Já se passaram quase dois anos desde que Luiz Inácio Lula da Silva garantiu seu retorno ao poder. Para investidores, tem sido um período desanimador. O real está desvalorizado, os rendimentos dos títulos públicos estão em alta e a bolsa brasileira conseguiu apenas metade dos ganhos registrados nos demais mercados emergentes.
Esse cenário contrasta muito com o primeiro mandato de Lula, há duas décadas. Naquela época, ele se tornou um dos mais improváveis queridinhos de Wall Street — um líder sindical radical que surpreendeu analistas ao adotar rapidamente a austeridade fiscal — comandando o país em meio a um forte rali dos mercados. O Ibovespa registrou ganhos anuais médios — em dólares — de 38% durante seus oito anos na presidência.
O ambiente global era muito diferente naquela época. As cotações das matérias-primas produzidas no Brasil estavam em alta, trazendo um fluxo crescente de dólares para o país, e as taxas de juros globais estavam em níveis mínimos, levando investidores a buscar ativos de risco que pudessem gerar retornos mais altos em mercados como o brasileiro. Agora, os preços das commodities estão, na melhor das hipóteses, estagnados, e os juros se encontram nos níveis mais altos das últimas gerações nos EUA e em outros países.
O presidente parece não ter percebido — ou não se importar muito — com essa nova realidade. O Lula de 2024 tem pouco em comum, dizem observadores do Brasil, com o Lula de 2003, que estava decidido a provar que não gastaria de forma irresponsável, arruinando a economia brasileira, como seus críticos diziam. O presidente tem resistido repetidamente aos apelos por cortes de gastos para reduzir o déficit fiscal, que aumentou para o equivalente a cerca de 10% do PIB.
É um número impressionante, muito maior do que qualquer déficit registrado em seu primeiro mandato e um dos maiores do mundo.
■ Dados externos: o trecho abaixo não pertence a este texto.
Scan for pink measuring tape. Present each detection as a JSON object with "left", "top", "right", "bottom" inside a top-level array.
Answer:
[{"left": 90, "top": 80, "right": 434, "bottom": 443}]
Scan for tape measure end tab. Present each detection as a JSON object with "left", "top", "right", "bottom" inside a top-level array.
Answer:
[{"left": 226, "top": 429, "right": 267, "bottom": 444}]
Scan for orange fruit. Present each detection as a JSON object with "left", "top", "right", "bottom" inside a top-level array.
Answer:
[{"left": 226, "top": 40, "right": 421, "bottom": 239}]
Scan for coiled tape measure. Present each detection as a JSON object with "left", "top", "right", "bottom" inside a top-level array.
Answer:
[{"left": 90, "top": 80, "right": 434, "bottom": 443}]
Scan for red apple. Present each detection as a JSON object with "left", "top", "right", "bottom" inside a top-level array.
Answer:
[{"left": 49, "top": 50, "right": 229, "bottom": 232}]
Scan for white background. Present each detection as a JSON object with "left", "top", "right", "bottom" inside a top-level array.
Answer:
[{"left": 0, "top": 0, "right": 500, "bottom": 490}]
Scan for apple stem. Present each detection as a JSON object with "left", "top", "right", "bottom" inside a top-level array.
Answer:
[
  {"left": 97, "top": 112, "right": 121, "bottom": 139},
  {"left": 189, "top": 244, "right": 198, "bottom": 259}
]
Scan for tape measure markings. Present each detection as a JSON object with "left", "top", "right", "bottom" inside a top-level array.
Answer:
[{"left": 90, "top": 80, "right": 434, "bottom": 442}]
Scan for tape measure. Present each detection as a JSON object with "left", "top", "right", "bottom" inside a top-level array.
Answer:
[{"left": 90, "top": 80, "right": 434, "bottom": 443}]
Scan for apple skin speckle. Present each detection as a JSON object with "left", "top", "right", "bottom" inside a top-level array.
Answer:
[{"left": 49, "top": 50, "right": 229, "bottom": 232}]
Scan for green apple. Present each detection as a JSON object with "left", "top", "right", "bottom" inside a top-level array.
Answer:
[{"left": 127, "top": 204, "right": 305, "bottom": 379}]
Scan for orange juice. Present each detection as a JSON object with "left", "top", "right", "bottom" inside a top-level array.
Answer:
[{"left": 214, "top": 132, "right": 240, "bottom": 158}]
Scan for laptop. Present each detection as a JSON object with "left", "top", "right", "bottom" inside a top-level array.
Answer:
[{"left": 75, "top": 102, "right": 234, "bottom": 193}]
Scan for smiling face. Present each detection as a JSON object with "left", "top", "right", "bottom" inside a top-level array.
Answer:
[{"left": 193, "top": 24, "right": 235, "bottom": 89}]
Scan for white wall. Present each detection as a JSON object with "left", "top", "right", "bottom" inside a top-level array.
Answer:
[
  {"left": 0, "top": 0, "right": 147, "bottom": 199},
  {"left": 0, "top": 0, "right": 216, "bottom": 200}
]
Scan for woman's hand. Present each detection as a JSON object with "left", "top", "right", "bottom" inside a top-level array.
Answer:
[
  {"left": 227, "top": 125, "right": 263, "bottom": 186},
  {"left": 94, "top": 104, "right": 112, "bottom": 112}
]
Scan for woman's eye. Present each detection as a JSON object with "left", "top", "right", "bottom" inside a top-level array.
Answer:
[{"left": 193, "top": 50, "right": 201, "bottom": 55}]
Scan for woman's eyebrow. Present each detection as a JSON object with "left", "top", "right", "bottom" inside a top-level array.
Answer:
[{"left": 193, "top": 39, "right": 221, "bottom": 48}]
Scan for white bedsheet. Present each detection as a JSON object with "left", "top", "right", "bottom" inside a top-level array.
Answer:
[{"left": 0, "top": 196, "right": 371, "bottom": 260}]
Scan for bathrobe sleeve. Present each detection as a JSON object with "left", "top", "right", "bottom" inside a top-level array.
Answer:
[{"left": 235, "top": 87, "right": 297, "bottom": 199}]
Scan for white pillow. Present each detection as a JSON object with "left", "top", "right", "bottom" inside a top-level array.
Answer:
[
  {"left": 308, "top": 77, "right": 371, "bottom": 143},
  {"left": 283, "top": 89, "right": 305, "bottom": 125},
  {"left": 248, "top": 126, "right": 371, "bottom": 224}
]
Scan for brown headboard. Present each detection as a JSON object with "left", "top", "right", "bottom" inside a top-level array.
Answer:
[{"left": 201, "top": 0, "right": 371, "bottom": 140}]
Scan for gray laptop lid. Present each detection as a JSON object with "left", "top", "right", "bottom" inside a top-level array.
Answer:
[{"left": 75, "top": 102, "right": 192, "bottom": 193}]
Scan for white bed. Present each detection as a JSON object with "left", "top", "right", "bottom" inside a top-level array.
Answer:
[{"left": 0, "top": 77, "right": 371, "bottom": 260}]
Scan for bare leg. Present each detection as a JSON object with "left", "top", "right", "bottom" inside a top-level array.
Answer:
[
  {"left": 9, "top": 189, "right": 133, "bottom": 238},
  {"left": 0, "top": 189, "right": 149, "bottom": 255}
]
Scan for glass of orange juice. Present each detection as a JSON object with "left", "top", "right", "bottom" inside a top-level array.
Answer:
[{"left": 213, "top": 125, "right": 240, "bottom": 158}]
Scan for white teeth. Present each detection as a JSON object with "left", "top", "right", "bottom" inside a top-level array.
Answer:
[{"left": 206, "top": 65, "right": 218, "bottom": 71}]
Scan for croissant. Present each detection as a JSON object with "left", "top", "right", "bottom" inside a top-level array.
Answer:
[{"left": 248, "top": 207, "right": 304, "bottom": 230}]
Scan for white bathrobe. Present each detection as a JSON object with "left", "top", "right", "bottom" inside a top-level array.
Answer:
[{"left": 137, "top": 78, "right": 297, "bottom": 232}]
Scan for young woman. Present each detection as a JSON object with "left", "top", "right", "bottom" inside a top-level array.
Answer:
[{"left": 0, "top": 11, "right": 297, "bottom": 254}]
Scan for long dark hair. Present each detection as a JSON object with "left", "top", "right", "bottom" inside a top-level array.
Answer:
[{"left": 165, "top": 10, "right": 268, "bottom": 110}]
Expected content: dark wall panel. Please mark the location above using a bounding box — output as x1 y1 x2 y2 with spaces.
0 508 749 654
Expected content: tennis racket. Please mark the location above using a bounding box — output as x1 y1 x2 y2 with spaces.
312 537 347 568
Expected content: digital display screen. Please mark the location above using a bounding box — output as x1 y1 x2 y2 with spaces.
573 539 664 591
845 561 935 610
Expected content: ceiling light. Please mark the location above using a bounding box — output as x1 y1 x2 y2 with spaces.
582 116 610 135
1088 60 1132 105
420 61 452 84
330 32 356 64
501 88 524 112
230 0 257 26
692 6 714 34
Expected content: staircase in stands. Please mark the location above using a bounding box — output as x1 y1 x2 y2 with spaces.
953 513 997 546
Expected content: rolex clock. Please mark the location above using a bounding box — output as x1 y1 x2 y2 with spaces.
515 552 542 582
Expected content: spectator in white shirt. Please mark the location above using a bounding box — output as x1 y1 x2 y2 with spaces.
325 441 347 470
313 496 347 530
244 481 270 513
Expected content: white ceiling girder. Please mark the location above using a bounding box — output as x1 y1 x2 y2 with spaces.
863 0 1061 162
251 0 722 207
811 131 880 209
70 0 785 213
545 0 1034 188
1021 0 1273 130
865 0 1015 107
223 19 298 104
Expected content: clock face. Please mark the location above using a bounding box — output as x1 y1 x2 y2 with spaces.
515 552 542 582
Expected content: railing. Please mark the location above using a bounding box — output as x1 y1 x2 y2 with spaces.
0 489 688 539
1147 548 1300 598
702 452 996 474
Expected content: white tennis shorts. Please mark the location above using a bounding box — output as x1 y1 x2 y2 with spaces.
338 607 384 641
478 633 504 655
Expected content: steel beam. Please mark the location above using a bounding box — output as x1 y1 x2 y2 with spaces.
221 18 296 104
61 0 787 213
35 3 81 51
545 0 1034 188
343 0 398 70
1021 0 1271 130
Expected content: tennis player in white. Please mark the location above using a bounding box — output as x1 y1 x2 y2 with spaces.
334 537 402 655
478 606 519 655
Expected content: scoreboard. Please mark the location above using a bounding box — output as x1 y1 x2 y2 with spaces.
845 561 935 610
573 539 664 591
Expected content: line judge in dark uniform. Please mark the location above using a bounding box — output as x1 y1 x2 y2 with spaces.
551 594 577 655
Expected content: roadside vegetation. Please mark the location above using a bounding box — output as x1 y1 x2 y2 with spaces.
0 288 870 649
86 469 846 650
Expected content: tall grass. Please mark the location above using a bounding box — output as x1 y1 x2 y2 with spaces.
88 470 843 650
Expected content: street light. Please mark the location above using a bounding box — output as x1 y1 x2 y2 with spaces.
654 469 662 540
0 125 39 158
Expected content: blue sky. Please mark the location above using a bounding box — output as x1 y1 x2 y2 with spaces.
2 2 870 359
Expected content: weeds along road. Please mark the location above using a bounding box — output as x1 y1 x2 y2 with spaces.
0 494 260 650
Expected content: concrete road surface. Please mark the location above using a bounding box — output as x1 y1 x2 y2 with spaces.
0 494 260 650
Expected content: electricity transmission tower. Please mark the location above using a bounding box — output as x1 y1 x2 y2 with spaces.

E está afastando investidores que já estavam hesitantes em investir em uma economia de mercado emergente quando podem ganhar mais de 5% em um título do Tesouro dos EUA ou, por exemplo, retornos de dois dígitos com ações impulsionadas pela febre da IA gerada pelo Vale do Silício.
“Demoramos um pouco para perceber a magnitude do deslize fiscal, mas agora reconhecemos totalmente e não estamos otimistas”, disse Patrick Campbell, gestor de portfólio da Morgan Stanley Investment Management. “Tem tudo a ver com gastos. O mal-estar é completamente generalizado.”
O presidente Lula, obviamente, não precisa atender aos investidores. Mas, ao ignorar suas preocupações, corre o risco de sufocar ainda mais o fluxo de capital, aprofundar a queda da moeda e fomentar um novo pico de inflação que prejudicaria todos os brasileiros.
Um porta-voz do governo disse que Lula foi claro sobre o seu comprometimento com o controle de gastos em vários comentários públicos. “Seriedade fiscal eu tenho mais do qualquer um que dá palpite na questão fiscal no Brasil”, disse o presidente recentemente.
Um porta-voz da Fazenda atribuiu a turbulência vista nos mercados de ações recentemente a um reposicionamento nos ativos de risco globais e disse que o Ibovespa está batendo pares desde que Lula voltou à presidência. Os mercados estão ficando mais positivos sobre as perspectivas fiscais, o ministério disse em resposta por e-mail, citando o PRISMA fiscal publicado em agosto.
Os que permanecem “bullish” em relação ao Brasil apontam, entre outras coisas, o fato de que o Federal Reserve está prestes a começar a reduzir os juros, o que deve ajudar a trazer dinheiro de volta para mercados emergentes. O otimismo de que esses cortes começarão no próximo mês ajudou a puxar a recente recuperação dos ativos brasileiros.
“Provavelmente, este é o momento errado para se tornar ‘bearish’ em relação ao Brasil”, disse Geoffrey Dennis, um estrategista de Wall Street aposentado. Dennis começou a analisar os mercados brasileiros no início da década de 1990 e os acompanha de perto até hoje. A única ressalva ao seu otimismo: “a menos que comecemos a ver muito mais decisões fiscais ruins.”
Hedge funds brasileiros seguem pessimistas. Esses fundos têm montado posições vendidas em ativos locais ou se afastado completamente, segundo cartas mensais aos investidores, transferindo uma parcela crescente de dinheiro para ativos no exterior.
“O cenário fiscal é o risco número 1 no Brasil”, disse Priscila Araujo, gestora de portfólio da O3 Capital. “O Brasil pode claramente se beneficiar de um cenário global mais favorável à medida que o Fed começar a cortar, mas algumas medidas adicionais precisam ser implementadas se quiser enfrentar as questões fiscais.”